According to the calibration curve for the S200 HR molecular exclusion resin (Fig. 3.2), TcCATLFL was predicted to have a retention volume of approximately 61.1 ml. Three peaks with retention volumes of 36.41, 50.50 and 61.90 ml were the result of the MEC of TcCATLFL (Fig. 3.10, panel A). From Fig. 3.10, panel B, TcCATLFL is present in fractions 60 to 96. A protein of a lower molecular weight than TcCATLFL was present in fractions 65 to 72 along with TcCATLFL. High levels of TcCATLFL expression was achieved using the Pichia pastoris system and thus was present throughout the collected fractions during MEC along with a lower molecular weight protein eluted in fractions 65 to 72. Thus, one peak could not be accurately chosen to represent the retention volume of TcCATLFL, however the last peak at 61.90 ml compares favourably to the predicted elution volume of TcCATLFL. Fractions 65 to 72 underwent further MEC purification to remove the lower molecular weight protein from TcCATLFL. Fractions 58 to 81 and 91 to 97 containing pure TcCATLFL were pooled, dialysed and used for antibody production.
Figure 3.10: Purification of recombinant TcCATLFL using a HiPrep™ 16/16 Sephacryl™ S200 HR molecular exclusion resin. (A) Elution profile of TcCATLFL on a HiPrep™ 16/16 Sephacryl™ S200 HR resin (16 x 600 mm, flow rate 0.5 min/min, 0.08 MPa), previously equilibrated with MEC buffer (50 mM NaH2PO4, 300 mM NaCl, pH 8.0) and eluted using MEC buffer. Fractions were monitored by recording the absorbance at 280 nm. (B) Samples of the eluted fractions were analysed by a 12.5% reducing SDS-PAGE gel. Proteins were visualised using silver staining.
3.3.3.3 Catalytic domain of congopain from T. congolense, (TcCATL)
The expression of recombinant TcCATL at 27 kDa was achieved as seen in Fig. 3.11, panel A, and the expression supernatants subjected to TPP purification. Purification was successful, yielding a high concentration of TcCATL at 27 kDa along with higher molecular weight contaminating proteins which required further purification by MEC (Fig. 3.11, panel B).
Figure 3.11: Analysis of the expression of recombinant TcCATL in Pichia pastoris and purification on a 10% reducing SDS-PAGE gel. (A) Expression of TcCATL after 7 days in BMM. (B) The expression supernatant was subjected to TPP with 30% (w/v) ammonium sulfate to purify TcCATL. Proteins were stained with Coomassie blue R-250.
According to the calibration curve for the S200 HR molecular exclusion resin (Fig. 3.2), TcCATL was predicted to have a retention volume of approximately 66.99 ml. Two peaks with retention volumes of 35.99 and 68.61 ml were present following the molecular exclusion of TcCATL (Fig. 3.12, panel A). Pure TcCATL, present in fractions 64 to 76, had a retention volume of 68.61 ml and compared favourably with the predicted value (Fig. 3.12, panel B). The peak with a retention volume of 36.32 ml was attributed to the higher molecular weight contaminating proteins as seen in Fig. 3.11, panel B. Fractions 64 to 76 containing pure TcCATL were pooled, dialysed and used for antibody production.

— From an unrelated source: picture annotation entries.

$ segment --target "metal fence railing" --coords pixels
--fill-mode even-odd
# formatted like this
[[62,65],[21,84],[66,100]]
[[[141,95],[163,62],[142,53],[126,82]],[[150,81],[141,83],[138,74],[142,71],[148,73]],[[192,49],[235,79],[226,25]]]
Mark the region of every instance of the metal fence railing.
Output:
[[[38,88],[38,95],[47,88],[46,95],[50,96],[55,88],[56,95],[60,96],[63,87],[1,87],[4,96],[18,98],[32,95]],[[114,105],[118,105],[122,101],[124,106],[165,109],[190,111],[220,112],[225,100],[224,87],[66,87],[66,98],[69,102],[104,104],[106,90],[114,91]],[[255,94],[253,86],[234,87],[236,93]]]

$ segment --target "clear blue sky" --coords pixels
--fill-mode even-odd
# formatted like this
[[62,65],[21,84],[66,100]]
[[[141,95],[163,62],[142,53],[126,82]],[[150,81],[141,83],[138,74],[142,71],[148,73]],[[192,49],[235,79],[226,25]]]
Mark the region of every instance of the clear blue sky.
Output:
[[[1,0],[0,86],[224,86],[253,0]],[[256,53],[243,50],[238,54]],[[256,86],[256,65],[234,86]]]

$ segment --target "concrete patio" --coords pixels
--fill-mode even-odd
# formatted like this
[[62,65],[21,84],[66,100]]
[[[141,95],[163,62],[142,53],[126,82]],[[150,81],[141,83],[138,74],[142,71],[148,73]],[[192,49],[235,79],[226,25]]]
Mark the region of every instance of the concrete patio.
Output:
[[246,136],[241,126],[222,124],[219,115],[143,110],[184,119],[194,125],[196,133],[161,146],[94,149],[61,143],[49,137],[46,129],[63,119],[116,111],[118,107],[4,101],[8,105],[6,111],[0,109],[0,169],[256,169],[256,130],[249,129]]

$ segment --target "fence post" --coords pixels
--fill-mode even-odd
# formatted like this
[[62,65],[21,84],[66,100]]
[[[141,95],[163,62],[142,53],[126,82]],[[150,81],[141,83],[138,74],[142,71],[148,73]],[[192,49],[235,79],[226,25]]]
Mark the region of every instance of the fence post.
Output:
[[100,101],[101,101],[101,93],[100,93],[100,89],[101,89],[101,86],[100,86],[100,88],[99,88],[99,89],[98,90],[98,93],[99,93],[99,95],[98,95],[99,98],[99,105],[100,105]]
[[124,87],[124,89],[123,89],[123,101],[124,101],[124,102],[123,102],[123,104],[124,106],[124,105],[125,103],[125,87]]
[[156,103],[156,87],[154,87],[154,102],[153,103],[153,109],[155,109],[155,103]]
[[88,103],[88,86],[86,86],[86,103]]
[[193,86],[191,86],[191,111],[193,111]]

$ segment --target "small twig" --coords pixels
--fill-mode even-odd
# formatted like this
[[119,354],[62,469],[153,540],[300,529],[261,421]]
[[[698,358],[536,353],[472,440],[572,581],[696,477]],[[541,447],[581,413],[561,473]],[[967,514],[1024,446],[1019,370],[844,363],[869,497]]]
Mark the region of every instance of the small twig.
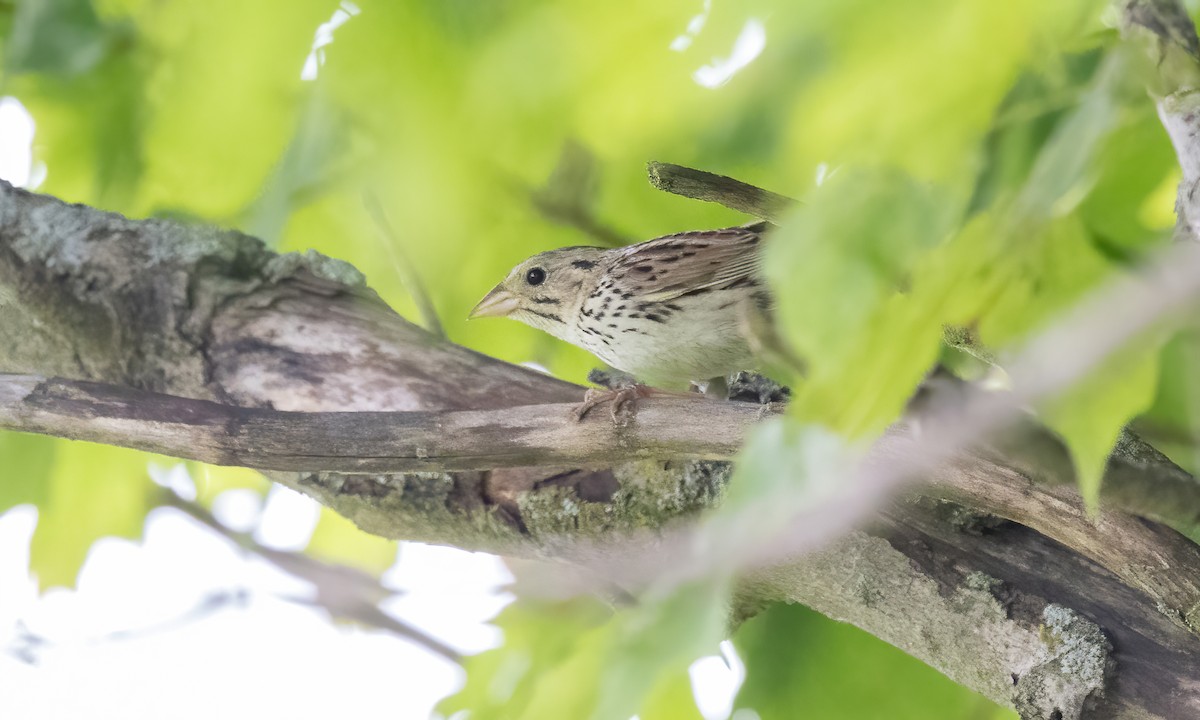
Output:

Figure 3.12: Purification of recombinant TcCATL using a HiPrep™ 16/16 Sephacryl™ S200 HR molecular exclusion resin. (A) Elution profile of TcCATL on a HiPrep™ 16/16 Sephacryl™ S200 HR resin (16 x 600 mm, flow rate 0.5 min/min, 0.08 MPa), previously equilibrated with MEC buffer (50 mM NaH2PO4, 300 mM NaCl, pH 8.0) and eluted using MEC buffer. Fractions were monitored by recording the absorbance at 280 nm. (B) Samples of the eluted fractions were analysed by a 12.5% reducing SDS-PAGE gel. Proteins were visualised using silver staining.